15 KiB
id, type, title, domain, repo, status, owner, topic_slug, created, updated, depends_on, state_hub_workstream_id
| id | type | title | domain | repo | status | owner | topic_slug | created | updated | depends_on | state_hub_workstream_id |
|---|---|---|---|---|---|---|---|---|---|---|---|
| IHUB-WP-0018 | workplan | Railiance01 Deployment — Production Operations Scaffold | inter_hub | inter-hub | active | custodian | inter_hub | 2026-04-29 | 2026-06-07 | IHUB-WP-0015 | 080d841a-3acd-4adf-b684-2d1890a5e986 |
IHUB-WP-0018 — Railiance01 Deployment: Production Operations Scaffold
Goal
Deploy inter-hub to the Railiance01 Kubernetes cluster with fully automatic
deployment, SOPS-encrypted secrets, Traefik ingress, PostgreSQL HA, and a
Gitea Actions CI/CD pipeline. After this workplan, every push to main
automatically builds an OCI container image on haskelseed, pushes it to the
Railiance container registry, and deploys it — with automatic restart on node
reboot guaranteed by K3s.
Background
inter-hub v0.2.0-alpha.1 is running on haskelseed (Alpine) via RunDevServer and socat. That setup is a development convenience, not a production operations scaffold. The target is the Railiance01 K3s cluster, which has:
- K3s (single-node for now; ThreePhoenix HA cluster is in progress)
- Traefik ingress with TLS
- PostgreSQL HA (repmgr + pgpool) managed by railiance-platform
- SOPS/age secret management
- Gitea with built-in container registry (or separate registry service)
- Staged Promotion Lifecycle CLI (
railiance run / deploy / promote / rollback)
Key constraint: This workplan depends on Railiance01 K3s being operational. Gate R3 verifies cluster readiness before any deployment work begins — if K3s or the container registry is not ready, this workplan blocks there and the cluster work must be completed first.
IHP specifics: IHP DevServer is a development server. For production we
build the IHP binary via nix build (which produces a self-contained binary)

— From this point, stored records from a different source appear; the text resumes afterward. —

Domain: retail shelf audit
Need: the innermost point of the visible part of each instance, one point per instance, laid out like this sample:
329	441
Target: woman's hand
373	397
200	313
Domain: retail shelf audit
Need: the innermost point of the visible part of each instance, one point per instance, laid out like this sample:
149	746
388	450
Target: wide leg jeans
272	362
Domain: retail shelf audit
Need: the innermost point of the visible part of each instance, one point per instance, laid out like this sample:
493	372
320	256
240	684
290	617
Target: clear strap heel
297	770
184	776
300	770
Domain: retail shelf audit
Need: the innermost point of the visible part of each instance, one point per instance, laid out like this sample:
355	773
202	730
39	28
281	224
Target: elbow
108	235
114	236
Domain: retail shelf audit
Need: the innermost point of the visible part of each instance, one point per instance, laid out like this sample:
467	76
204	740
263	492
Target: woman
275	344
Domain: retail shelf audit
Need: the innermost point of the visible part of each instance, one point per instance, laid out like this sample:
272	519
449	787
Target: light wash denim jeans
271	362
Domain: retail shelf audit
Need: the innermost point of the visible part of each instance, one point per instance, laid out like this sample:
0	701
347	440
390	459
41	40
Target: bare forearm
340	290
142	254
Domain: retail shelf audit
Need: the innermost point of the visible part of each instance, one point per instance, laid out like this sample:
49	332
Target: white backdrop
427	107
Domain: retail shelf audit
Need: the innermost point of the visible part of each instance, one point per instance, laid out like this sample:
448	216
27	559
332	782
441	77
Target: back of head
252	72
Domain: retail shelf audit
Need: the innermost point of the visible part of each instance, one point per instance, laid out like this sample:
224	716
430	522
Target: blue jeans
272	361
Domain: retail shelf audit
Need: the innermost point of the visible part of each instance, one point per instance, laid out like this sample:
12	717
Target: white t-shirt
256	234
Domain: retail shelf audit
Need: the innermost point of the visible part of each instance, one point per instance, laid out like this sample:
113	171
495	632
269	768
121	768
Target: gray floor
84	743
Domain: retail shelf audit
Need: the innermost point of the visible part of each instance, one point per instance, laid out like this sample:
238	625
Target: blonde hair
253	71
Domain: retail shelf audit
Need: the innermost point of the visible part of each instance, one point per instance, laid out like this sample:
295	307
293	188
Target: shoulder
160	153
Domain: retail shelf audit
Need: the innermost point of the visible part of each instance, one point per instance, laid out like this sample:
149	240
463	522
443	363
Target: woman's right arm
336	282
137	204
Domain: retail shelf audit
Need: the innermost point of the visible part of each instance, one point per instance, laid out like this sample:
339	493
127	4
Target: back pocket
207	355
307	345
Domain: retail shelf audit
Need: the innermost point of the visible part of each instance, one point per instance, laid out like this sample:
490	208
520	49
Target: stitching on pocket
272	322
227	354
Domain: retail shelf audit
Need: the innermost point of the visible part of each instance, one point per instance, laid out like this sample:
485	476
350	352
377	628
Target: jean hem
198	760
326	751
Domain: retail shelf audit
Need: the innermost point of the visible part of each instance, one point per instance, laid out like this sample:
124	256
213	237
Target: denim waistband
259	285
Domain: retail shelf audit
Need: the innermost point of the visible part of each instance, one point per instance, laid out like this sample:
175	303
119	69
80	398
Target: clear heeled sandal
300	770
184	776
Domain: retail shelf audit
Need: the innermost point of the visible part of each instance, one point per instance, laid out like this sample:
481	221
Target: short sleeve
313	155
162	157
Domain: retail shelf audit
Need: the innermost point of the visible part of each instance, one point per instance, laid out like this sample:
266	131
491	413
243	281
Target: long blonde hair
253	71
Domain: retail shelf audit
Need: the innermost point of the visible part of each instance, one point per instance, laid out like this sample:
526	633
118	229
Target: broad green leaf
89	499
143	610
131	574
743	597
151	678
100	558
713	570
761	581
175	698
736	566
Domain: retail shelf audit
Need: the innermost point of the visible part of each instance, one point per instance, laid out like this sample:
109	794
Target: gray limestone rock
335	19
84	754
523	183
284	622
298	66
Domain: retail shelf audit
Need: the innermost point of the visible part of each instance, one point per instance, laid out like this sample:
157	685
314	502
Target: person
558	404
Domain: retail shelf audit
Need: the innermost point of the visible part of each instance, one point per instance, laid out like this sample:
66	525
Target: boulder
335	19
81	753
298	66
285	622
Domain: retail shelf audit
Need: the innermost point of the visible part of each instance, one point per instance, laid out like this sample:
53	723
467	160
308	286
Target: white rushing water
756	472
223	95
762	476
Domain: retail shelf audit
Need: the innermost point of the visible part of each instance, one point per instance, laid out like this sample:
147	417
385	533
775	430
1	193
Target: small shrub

and wrap it in a minimal OCI image using Nix's dockerTools.buildImage. The
app serves HTTP on port 8000; the socat workaround is not needed in Kubernetes
since Traefik routes directly to the pod's port.
Architecture
git push → Gitea Actions
→ SSH to haskelseed: nix build → docker load → docker push registry/inter-hub:$SHA
→ helm upgrade inter-hub railiance-apps/helm/inter-hub
→ Deployment (1 replica): inter-hub:$SHA + env from Secrets
→ Service (ClusterIP :8000)
→ Ingress (Traefik): hub.coulomb.social → Service
→ PersistentVolumeClaim: /app/static (generated CSS/JS)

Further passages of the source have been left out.